Mazda Motor Corporation has announced that cumulative production in Japan reached 50 million units on May 15, 2018. The 50 million-unit milestone was achieved 86 years and seven months after Mazda produced its first three-wheeled truck in October 1931.
Mazda New Zealand Managing Director David Hodge says to achieve the milestone is testament to the companies focus on innovation that has enabled it to continue to grow in an ever increasingly competitive global market.
“You only need to look at the rotary engine, the MX-5 and more recently the Mazda SUV range to see why the company has such a long and proud history. The development of new and flexible production techniques including mixed production lines have also enabled it to adapt quickly to changes and remain competitive and that is set to continue well into the future.”
Moving forward, Mazda will continue to build a strong brand through a variety of initiatives. Plants in Hofu and Hiroshima will continue to evolve and act as parent factories, rapidly deploying their technologies and skills to our overseas plants.
Mazda began its journey as an automaker in 1931, when it started producing three-wheeled trucks in Hiroshima.
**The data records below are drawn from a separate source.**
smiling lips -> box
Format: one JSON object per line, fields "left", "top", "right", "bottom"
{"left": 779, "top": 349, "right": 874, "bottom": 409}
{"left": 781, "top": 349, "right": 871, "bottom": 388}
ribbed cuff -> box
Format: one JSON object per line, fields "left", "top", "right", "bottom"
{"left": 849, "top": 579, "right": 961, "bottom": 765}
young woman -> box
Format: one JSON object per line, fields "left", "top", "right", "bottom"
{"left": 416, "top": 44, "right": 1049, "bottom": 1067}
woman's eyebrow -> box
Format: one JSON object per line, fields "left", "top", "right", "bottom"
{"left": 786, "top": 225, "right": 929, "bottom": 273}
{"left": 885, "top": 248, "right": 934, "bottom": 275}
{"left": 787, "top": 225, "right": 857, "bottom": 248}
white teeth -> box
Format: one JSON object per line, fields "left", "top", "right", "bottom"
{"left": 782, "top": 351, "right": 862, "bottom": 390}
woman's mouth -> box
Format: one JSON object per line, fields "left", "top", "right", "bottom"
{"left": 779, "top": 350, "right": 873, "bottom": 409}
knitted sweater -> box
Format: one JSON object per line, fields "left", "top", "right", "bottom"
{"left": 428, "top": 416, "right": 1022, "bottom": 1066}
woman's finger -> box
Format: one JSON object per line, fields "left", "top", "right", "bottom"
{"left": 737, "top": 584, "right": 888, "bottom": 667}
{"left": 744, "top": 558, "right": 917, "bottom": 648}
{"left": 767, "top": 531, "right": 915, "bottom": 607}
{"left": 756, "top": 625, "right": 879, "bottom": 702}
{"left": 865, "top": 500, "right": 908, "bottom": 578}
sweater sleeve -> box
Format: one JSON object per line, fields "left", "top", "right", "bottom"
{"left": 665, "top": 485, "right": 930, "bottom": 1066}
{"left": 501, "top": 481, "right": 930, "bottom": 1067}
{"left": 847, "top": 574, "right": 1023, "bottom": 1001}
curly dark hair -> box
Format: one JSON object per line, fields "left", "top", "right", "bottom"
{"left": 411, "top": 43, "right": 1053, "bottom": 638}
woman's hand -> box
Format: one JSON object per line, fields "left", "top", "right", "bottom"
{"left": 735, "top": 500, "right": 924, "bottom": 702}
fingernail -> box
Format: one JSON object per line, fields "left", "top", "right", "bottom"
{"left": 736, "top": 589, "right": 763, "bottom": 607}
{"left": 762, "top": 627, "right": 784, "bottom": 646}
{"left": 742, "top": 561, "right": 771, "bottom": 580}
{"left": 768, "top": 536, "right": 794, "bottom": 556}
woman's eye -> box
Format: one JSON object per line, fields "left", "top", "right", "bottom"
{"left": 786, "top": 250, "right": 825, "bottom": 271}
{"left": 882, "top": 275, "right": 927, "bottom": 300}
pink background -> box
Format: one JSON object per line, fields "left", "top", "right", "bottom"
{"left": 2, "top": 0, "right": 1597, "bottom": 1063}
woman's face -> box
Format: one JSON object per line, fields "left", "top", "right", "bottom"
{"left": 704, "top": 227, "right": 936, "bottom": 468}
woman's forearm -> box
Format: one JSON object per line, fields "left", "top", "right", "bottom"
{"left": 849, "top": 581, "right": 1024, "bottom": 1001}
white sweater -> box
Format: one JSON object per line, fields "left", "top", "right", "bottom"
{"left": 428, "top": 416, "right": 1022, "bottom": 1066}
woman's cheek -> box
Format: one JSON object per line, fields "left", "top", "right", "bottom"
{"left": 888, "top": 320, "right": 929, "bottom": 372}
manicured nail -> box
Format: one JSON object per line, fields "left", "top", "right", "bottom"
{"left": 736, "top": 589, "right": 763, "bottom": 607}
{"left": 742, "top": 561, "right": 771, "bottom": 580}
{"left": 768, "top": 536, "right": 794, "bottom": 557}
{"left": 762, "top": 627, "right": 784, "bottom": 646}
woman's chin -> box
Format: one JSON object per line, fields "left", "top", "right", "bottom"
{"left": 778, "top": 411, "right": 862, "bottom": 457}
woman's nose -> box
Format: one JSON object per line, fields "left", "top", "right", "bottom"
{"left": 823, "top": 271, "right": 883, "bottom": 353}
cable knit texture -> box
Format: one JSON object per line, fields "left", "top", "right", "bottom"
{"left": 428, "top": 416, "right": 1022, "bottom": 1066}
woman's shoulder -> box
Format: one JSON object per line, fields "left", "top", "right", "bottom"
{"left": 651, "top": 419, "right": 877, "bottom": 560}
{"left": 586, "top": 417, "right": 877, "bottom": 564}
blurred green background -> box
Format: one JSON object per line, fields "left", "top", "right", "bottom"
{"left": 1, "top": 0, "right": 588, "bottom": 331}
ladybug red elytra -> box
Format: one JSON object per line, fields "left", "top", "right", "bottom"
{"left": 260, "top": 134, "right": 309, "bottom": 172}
In 1960 it commenced production of the R360 Coupe micro-mini, marking a bold entry into the passenger car market. This was followed in 1967 with the Mazda Cosmo – the first production vehicle to feature a rotary engine. Vehicle manufacture started at Hofu Plant in Yamaguchi in 1982, and domestic production duties have since been shared between the Hofu and Hiroshima Plants.
Mazda aims to sell 1,660,000 cars this fiscal year, which is the final year of its Structural Reform Stage 2 medium-term business plan. It is also establishing a global production framework capable of manufacturing two million units annually by fiscal year ending March 2024. Mass-production of vehicles featuring next-generation technologies and design is slated to start in 2019, and the company will continue expanding its production framework in an effort to get cars to customers as quickly as possible.